4-12
午後1時。
恵美が外出の支度をしていると、玄関のチャイムが鳴った。
ドアを開けると、そこに立っていたのは昨夜の刑事二人だった。
「どちらか行かれるんですか?」
恵美と部屋の様子を眺めながら橘が訊いた。
「いえ……主人の両親が来ることになってるんで、あとで迎えに行かなきゃいけないもので」
そう言って恵美は少し俯いた。
ついさっきまで泣いていたため、化粧で隠していても目の淵が赤く染まっている。それに気づかれたくなかった。
「そう長くはかかりませんので、少し話を聞かせていただけますか?」
仙道の言葉に恵美は素直に頷いて、二人をリビングへ通した。
「主人はいつ返していただけるんですか?」
ソファに腰をおろした二人に向けて、恵美が訊いた。
今、忠志の遺体は警察で司法解剖に回されている。捜査のためとはいっても、少しでも早く返して欲しいという思いがあった。
「すでに司法解剖の結果が出ていますので……明日には」と橘が答える。
『解剖』という言葉に反応するように、恵美は膝の上においた拳をぎゅっと握った。
「そうですか……」
「いくつか教えていただきたいことがあるんですが――」
そう言って仙道は話しを切り出した。「昨日ですが……ご主人はどこへ行かれたか知りませんか?」
「え?」
仙道の言った意味が恵美にはわからなかった。「どういう意味ですか?」
「実はさきほどご主人の会社へ行って確認してきたんです。ご主人、昨日は会社を休んでいました。ご自分で風邪をひいたと朝に連絡をいれいていたようです」
「そんな……」
驚きで恵美は言葉を失ったように口を開けた。
「ご存知なかったんですか?」
「はい……てっきり会社に行っているものと思ってました」
一瞬、涼子の顔が頭に浮かんだ。涼子はそれを知っていたのだろうか。朝に忠志が連絡をしていたということになれば、総務である涼子が知っていた可能性はある。
恵美は唇を噛んだ。
「ご主人はどこへ行ってたんでしょう? 心当たりはありませんか?」
「わかりません」
恵美は首を捻った。
「ご主人に変わったところはありませんでしたか?」
「さあ……」
「どんな些細なことでも構いませんよ」
「いえ……何も」
その質問にも恵美は首を振った。
「そうですか。ちなみにご主人は睡眠薬を使ってたようなことはありましたか?」
「いえ」
「じゃあ、奥さんは?」
「使ったことはありません。どうしてですか?」
逆に恵美が仙道に訊ねた。
「司法解剖の結果、亡くなったのは昨日の1時から4時までの間だと見られます。車がコンビニの前に置かれたのはだいたい4時頃、おそらくその前にどこか別の場所で殺され、運ばれたんでしょうね。ご主人は薬によって眠らされ、その間に自由を奪われて殺されたと思われます」
恵美の表情を窺いながら、仙道は言った。
「薬?」
「はい、車のなかから睡眠薬の入ったコーヒーのペットボトルが発見されています。おそらく犯人の仕業でしょう」
「そうなんですか……」
恵美は抑揚のない口調で答えた。犯人がどうやって忠志を殺したのかということに興味はなかった。知りたいのは誰が何のために忠志を殺したのかということだ。

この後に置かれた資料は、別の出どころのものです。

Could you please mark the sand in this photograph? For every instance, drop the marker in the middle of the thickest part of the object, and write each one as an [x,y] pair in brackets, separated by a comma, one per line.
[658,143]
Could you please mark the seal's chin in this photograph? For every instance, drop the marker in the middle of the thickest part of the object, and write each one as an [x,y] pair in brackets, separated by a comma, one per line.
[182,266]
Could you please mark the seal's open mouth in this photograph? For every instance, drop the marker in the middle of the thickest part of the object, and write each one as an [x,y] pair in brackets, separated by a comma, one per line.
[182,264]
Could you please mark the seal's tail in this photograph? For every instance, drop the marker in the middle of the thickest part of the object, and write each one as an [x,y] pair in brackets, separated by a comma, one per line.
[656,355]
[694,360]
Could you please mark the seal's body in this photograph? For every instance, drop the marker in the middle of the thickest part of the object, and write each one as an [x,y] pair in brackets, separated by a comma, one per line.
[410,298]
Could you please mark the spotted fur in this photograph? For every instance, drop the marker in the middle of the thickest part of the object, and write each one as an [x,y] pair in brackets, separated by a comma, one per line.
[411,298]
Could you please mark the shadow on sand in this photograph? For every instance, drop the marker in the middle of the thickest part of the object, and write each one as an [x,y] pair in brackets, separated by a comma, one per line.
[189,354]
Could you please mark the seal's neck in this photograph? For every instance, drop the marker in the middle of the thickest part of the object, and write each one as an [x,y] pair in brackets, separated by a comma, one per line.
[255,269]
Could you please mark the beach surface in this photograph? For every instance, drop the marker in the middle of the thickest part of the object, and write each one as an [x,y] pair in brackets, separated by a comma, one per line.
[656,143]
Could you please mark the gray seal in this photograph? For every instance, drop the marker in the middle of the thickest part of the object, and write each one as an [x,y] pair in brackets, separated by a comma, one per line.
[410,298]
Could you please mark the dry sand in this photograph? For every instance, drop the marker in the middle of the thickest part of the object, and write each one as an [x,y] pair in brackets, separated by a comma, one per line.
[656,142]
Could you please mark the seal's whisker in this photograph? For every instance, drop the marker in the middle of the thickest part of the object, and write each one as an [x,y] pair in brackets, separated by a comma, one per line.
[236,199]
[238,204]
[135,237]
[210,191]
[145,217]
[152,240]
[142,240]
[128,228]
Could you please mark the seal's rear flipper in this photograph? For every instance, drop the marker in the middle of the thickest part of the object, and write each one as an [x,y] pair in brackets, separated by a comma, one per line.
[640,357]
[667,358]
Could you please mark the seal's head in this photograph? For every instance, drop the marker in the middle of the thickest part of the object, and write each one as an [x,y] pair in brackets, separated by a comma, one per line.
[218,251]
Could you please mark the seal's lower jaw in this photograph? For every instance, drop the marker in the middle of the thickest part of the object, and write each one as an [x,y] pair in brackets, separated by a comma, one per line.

「ところでご主人と生前親しくしていた人はいますか?」
「ええ……主に会社の人ですけど……」
「会社以外では?」
「あまり……時々、大学の頃のことは話してくれましたけど、その頃の友達とは連絡は取り合ってはいても、頻繁に会うことはなかったと思います。あ……唯一、一人だけよく会ってる友達がいるって話してたことがありました」
「名前は?」
「川村さん……だったと思います」
「連絡先わかりますか?」
「ごめんなさい。私は会ったことがないものですから」
「いえ、親しい友人だとすれば、携帯電話に登録されている可能性があります。こちらで調べてみます」
携帯電話など忠志の遺品は今、警察に保管されている。
その時、リビングに置かれた電話が鳴り出した。
「すいません――」
そう言って恵美はソファから立つと受話器を取った。
壁に向かって小さく一言二言、話すると恵美はすぐに電話を切った。
「あの……主人の両親が駅に来たそうなので迎えに行きたいんですが……」
「そうですか……」
仙道は橘と顔を見合わせて立ち上がった。